The qmon(1) graphical user interface can be used to perform all administrative tasks in Grid Engine, and its usage provides a powerful learning tool for all the capabilities of Grid Engine. However, Grid Engine can also be completely administered through commands issued at the shell prompt and called from within shell scripts. Experienced administrators will find this to be a more flexible, quicker, and powerful way to change Grid Engine settings.

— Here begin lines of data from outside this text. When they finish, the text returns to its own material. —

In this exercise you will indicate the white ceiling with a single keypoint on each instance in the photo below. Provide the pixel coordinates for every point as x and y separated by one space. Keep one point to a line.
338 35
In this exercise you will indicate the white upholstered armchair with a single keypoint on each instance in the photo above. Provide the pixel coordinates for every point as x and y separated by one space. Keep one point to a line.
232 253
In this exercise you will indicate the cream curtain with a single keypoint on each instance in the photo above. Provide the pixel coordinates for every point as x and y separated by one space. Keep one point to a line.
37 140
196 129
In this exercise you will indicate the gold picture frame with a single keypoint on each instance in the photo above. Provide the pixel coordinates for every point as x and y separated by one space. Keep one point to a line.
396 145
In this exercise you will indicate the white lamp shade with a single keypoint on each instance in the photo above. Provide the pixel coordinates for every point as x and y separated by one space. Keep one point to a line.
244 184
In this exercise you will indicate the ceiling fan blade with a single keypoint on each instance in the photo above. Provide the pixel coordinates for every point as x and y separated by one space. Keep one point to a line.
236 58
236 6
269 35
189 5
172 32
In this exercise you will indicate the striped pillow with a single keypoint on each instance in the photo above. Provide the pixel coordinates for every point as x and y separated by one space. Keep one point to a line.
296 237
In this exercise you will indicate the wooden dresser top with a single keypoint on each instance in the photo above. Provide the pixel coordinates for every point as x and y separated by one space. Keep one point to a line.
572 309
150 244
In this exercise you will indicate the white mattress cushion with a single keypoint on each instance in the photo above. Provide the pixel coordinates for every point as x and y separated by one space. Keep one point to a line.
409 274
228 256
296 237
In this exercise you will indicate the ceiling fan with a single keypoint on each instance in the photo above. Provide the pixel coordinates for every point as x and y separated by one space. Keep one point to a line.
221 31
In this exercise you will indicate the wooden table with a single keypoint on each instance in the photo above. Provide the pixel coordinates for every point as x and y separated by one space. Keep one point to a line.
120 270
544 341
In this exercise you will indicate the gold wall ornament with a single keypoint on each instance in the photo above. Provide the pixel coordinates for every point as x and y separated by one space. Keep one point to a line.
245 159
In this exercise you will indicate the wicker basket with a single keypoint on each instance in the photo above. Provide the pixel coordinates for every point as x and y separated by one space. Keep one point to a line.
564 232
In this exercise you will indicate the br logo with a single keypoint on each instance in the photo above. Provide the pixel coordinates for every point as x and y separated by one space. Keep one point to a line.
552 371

This HOWTO contains an overview and examples of shell-based adminstration. In addition, it contains additional techniques and constructions which can be used to enable more sophisticated tasks, such as wrapper scripts. For more basic level configuration commands, please see the HOWTO entitled "Common Administrative Tasks".

Contents

  1. Add or modify objects using files

  2. Modification of queues, hosts, and environments; qselect

  3. Modification of global configuration and scheduler


Add or modify objects using files

The qconf command can be used to add new objects or modify existing objects from the specification in a file. The syntax is

qconf -{A,M}<object> <filename>

Where -A means add, and -M means modify.

<object> can be:

c: complex
ckpt: checkpoint environment
e: execution host
p: parallel environment
q: queue
u: user set

This option can be used in combination with the "show" option of qconf (qconf -s<obj>) to take an existing object, modify it, and then update the existing object or create a new one.

Example: Write a shell script to specify queues of a checkpoint environment from a list in a file

#!/bin/sh
# ckptq.sh: specify queues of a checkpoint from a list in a file
# Usage: ckptq.sh <checkpoint-env-name> <filename>
# <filename> contains a list of queues,
#    separated by commas and/or newlines

TMPFILE=`mktemp`
CKPT=$1
QUEUELIST=$2

qconf -sckpt $CKPT | grep -v 'queue_list' > $TMPFILE
echo  queue_list `tr "\012" " " < $QUEUELIST | tr "," " "` >> $TMPFILE
qconf -Mckpt $TMPFILE
rm $TMPFILE

Modification of queues, hosts, and environments

Individual queues, hosts, and both parallel and checkpointing enviroments can be modified from the command line by using the qconf -M{q,e,p,ckpt} <filename> command as shown above, or by using the qconf -m{q,e,p,ckpt} <objname> command. This opens a temporary file in an editor, and when you save any changes you make to this file and exit the editor, the system immediately reflects those changes. However, when you want to change many objects at once, and to change object configuration non-interactively, the qconf -...attr set of commands are used.

The first type of commands makes modifications according to the specification on the command line.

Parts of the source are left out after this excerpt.